First, drainage and flood control should be treated as core public health interventions, not secondary environmental projects. Second, road quality and traffic management must be understood as injury-prevention strategies, central to reducing one of Nigeria’s leading causes of death among young adults. Third, market sanitation and waste systems should be prioritised as instruments of food safety and disease control. Finally, urban renewal should be planned through collaboration between the ministries of works, environment and health, with health impact assessments guiding infrastructure choices and budgets.

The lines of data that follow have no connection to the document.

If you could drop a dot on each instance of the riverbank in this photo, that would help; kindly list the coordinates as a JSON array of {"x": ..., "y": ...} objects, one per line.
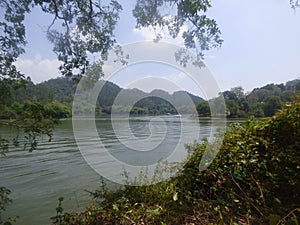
[{"x": 253, "y": 180}]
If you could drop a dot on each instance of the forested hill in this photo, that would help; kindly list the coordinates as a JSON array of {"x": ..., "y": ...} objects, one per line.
[{"x": 59, "y": 92}]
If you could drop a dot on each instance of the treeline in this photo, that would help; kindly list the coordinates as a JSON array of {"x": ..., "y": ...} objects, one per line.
[
  {"x": 57, "y": 95},
  {"x": 261, "y": 102}
]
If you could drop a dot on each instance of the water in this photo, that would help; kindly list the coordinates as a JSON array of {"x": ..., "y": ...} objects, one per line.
[{"x": 58, "y": 168}]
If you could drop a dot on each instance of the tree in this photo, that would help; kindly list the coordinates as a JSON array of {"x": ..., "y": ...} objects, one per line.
[
  {"x": 87, "y": 27},
  {"x": 203, "y": 109}
]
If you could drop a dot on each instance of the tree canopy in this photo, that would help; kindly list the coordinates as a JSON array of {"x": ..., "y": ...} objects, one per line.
[{"x": 82, "y": 28}]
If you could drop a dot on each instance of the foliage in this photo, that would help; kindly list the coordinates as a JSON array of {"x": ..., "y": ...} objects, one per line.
[
  {"x": 32, "y": 120},
  {"x": 260, "y": 102},
  {"x": 253, "y": 180}
]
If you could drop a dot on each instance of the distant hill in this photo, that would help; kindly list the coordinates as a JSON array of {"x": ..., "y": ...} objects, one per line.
[
  {"x": 260, "y": 102},
  {"x": 156, "y": 102}
]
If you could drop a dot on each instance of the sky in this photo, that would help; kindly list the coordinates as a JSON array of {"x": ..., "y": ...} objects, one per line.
[{"x": 261, "y": 45}]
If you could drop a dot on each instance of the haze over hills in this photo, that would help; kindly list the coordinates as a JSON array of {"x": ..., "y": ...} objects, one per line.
[
  {"x": 59, "y": 93},
  {"x": 156, "y": 102}
]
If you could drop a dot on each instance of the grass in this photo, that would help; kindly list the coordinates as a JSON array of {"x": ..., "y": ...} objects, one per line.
[{"x": 253, "y": 180}]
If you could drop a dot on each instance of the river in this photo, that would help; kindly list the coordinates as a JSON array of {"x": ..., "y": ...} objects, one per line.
[{"x": 57, "y": 168}]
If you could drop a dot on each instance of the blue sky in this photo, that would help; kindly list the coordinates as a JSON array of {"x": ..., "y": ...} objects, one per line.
[{"x": 261, "y": 43}]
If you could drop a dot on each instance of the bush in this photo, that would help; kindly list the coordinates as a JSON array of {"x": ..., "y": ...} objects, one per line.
[{"x": 253, "y": 180}]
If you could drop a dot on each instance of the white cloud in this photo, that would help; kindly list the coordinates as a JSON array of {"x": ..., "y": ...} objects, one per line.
[
  {"x": 38, "y": 69},
  {"x": 149, "y": 34}
]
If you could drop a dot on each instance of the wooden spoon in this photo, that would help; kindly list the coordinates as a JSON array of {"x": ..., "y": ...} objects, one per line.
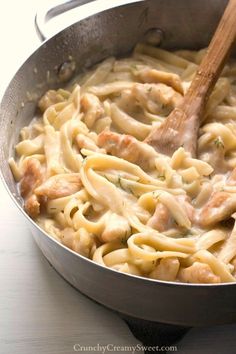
[{"x": 180, "y": 128}]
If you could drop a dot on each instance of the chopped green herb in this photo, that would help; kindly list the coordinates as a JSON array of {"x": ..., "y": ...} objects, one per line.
[{"x": 219, "y": 143}]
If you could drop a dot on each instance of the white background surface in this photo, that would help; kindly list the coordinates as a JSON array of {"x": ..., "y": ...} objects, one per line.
[{"x": 39, "y": 312}]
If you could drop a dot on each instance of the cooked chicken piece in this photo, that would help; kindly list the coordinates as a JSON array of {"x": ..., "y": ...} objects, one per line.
[
  {"x": 231, "y": 181},
  {"x": 128, "y": 148},
  {"x": 32, "y": 206},
  {"x": 162, "y": 219},
  {"x": 156, "y": 98},
  {"x": 167, "y": 269},
  {"x": 220, "y": 206},
  {"x": 198, "y": 273},
  {"x": 156, "y": 76},
  {"x": 51, "y": 97},
  {"x": 59, "y": 186},
  {"x": 84, "y": 142},
  {"x": 117, "y": 228},
  {"x": 92, "y": 108},
  {"x": 32, "y": 177}
]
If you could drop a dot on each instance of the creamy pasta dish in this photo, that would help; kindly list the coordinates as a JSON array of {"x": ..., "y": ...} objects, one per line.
[{"x": 90, "y": 180}]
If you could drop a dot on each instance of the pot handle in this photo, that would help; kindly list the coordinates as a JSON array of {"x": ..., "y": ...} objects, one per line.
[
  {"x": 57, "y": 7},
  {"x": 47, "y": 12}
]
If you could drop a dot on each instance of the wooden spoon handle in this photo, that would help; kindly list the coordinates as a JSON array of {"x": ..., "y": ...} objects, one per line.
[{"x": 213, "y": 62}]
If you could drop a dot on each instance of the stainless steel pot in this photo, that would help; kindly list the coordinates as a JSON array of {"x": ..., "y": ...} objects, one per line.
[{"x": 185, "y": 24}]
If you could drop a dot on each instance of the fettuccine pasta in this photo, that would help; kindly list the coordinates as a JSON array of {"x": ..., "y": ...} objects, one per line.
[{"x": 90, "y": 181}]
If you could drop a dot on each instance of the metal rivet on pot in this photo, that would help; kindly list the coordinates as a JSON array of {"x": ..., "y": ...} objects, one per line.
[
  {"x": 154, "y": 36},
  {"x": 66, "y": 71}
]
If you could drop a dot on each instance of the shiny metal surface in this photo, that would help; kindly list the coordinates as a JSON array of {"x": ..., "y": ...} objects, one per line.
[{"x": 87, "y": 42}]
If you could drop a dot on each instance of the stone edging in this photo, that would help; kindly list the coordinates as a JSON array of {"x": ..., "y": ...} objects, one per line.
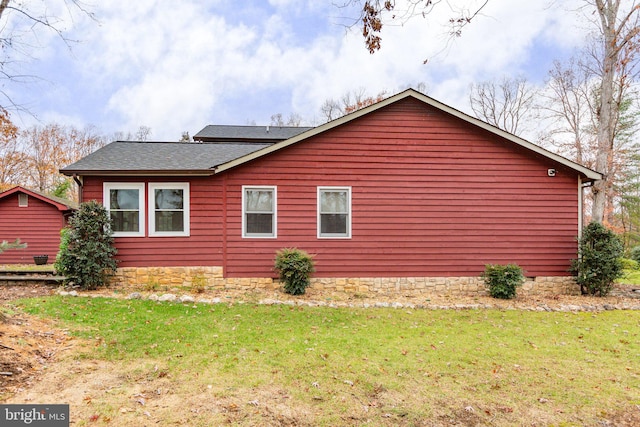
[{"x": 498, "y": 304}]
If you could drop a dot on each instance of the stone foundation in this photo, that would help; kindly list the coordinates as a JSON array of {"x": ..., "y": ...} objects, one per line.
[{"x": 166, "y": 278}]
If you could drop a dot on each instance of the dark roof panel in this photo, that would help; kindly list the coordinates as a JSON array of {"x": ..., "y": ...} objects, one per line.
[
  {"x": 128, "y": 156},
  {"x": 226, "y": 133}
]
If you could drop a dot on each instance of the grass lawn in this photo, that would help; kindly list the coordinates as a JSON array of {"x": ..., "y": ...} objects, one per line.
[{"x": 246, "y": 364}]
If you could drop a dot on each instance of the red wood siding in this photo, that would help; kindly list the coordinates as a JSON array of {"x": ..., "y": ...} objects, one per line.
[
  {"x": 431, "y": 196},
  {"x": 202, "y": 247},
  {"x": 38, "y": 225}
]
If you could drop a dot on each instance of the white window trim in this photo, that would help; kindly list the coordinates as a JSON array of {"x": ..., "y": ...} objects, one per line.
[
  {"x": 335, "y": 236},
  {"x": 184, "y": 186},
  {"x": 274, "y": 235},
  {"x": 106, "y": 202}
]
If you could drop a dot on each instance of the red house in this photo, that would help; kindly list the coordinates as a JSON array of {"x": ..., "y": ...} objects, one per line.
[
  {"x": 34, "y": 218},
  {"x": 405, "y": 188}
]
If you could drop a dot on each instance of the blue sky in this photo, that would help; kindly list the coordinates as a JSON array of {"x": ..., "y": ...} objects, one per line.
[{"x": 178, "y": 66}]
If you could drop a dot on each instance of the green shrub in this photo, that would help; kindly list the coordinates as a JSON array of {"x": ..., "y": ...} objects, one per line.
[
  {"x": 629, "y": 264},
  {"x": 598, "y": 264},
  {"x": 198, "y": 283},
  {"x": 502, "y": 280},
  {"x": 294, "y": 267},
  {"x": 86, "y": 248}
]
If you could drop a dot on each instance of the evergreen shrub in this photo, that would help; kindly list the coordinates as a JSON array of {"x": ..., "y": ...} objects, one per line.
[
  {"x": 294, "y": 267},
  {"x": 599, "y": 260},
  {"x": 86, "y": 254},
  {"x": 503, "y": 280}
]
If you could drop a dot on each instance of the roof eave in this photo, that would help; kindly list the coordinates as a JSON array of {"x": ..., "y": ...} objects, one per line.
[
  {"x": 138, "y": 172},
  {"x": 62, "y": 207}
]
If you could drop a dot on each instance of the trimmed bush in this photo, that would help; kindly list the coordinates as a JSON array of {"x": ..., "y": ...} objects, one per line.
[
  {"x": 629, "y": 264},
  {"x": 503, "y": 280},
  {"x": 294, "y": 267},
  {"x": 598, "y": 264},
  {"x": 86, "y": 248}
]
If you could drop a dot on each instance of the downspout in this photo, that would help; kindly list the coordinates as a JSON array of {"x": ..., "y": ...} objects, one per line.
[
  {"x": 80, "y": 186},
  {"x": 224, "y": 225},
  {"x": 580, "y": 206}
]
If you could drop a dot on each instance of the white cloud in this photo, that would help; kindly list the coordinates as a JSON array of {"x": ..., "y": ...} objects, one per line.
[{"x": 179, "y": 66}]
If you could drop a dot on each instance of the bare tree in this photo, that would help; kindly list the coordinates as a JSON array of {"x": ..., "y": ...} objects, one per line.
[
  {"x": 374, "y": 14},
  {"x": 19, "y": 20},
  {"x": 349, "y": 102},
  {"x": 505, "y": 105},
  {"x": 620, "y": 37},
  {"x": 568, "y": 103},
  {"x": 294, "y": 120},
  {"x": 11, "y": 156},
  {"x": 142, "y": 134}
]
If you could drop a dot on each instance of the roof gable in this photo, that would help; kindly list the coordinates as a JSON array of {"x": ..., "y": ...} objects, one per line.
[
  {"x": 410, "y": 93},
  {"x": 62, "y": 205},
  {"x": 160, "y": 158}
]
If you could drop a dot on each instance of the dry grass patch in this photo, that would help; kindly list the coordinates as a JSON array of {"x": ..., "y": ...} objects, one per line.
[{"x": 279, "y": 365}]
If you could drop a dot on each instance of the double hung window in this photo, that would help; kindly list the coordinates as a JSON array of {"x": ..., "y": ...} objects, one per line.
[
  {"x": 124, "y": 201},
  {"x": 334, "y": 212},
  {"x": 259, "y": 206},
  {"x": 168, "y": 209}
]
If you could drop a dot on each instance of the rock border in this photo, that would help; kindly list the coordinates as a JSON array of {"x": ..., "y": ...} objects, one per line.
[{"x": 630, "y": 304}]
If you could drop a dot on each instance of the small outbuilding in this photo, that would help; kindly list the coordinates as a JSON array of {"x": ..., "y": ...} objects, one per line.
[
  {"x": 36, "y": 219},
  {"x": 405, "y": 191}
]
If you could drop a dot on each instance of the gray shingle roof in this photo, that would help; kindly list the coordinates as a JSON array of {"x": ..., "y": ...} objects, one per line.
[
  {"x": 226, "y": 133},
  {"x": 122, "y": 157}
]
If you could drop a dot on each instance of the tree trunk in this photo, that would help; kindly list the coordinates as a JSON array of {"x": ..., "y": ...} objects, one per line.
[{"x": 608, "y": 11}]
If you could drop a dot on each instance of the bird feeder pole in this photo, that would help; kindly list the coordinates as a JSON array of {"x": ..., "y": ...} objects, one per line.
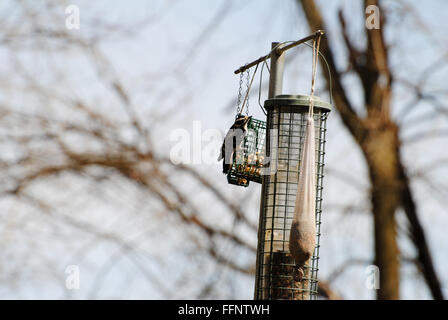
[{"x": 286, "y": 115}]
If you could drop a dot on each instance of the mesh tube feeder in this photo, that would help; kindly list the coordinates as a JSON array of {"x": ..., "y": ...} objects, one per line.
[{"x": 285, "y": 131}]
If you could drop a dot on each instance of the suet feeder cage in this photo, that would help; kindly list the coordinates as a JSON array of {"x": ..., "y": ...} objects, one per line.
[
  {"x": 286, "y": 125},
  {"x": 248, "y": 161}
]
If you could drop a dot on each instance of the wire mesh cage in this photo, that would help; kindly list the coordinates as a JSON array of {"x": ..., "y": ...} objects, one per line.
[
  {"x": 249, "y": 160},
  {"x": 286, "y": 124}
]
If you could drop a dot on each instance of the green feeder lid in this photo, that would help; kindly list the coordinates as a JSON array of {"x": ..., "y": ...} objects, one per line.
[{"x": 297, "y": 100}]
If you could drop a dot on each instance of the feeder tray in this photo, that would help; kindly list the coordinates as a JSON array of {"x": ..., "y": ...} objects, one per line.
[{"x": 248, "y": 161}]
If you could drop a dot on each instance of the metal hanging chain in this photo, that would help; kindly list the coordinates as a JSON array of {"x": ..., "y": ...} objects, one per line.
[
  {"x": 247, "y": 90},
  {"x": 249, "y": 85},
  {"x": 240, "y": 90},
  {"x": 316, "y": 44}
]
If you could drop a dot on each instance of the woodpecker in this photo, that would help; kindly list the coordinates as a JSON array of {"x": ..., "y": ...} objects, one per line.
[{"x": 233, "y": 141}]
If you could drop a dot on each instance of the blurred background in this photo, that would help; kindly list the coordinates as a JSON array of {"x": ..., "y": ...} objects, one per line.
[{"x": 94, "y": 186}]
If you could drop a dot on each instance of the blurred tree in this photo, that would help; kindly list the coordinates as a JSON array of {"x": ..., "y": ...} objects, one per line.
[{"x": 377, "y": 135}]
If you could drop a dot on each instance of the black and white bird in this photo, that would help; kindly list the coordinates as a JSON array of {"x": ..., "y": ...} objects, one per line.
[{"x": 233, "y": 141}]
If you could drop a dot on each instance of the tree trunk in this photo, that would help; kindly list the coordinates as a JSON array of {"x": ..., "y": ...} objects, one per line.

At its core, the moral test of governance is whether power is exercised to shield citizens from avoidable harm. The transformation underway in Aba suggests what becomes possible when that ethic of care is taken seriously. Development then ceases to be a mere accumulation of projects and contracts. It becomes the quiet, continuous construction of conditions in which life is less fragile.
In a country where hospitals are overstretched, and preventable diseases still claim too many lives, the deepest form of healing may lie not only in what doctors prescribe, but in what governments build. Under Governor Alex Otti, Aba is showing that, like the healing sanctuaries of Asclepius, when a city is revived to make life more worth living and prevent harm before it tries to treat it, urban renewal itself becomes a form of frontline medicine.
Dr. Onukwuli is a legal scholar and public affairs analyst.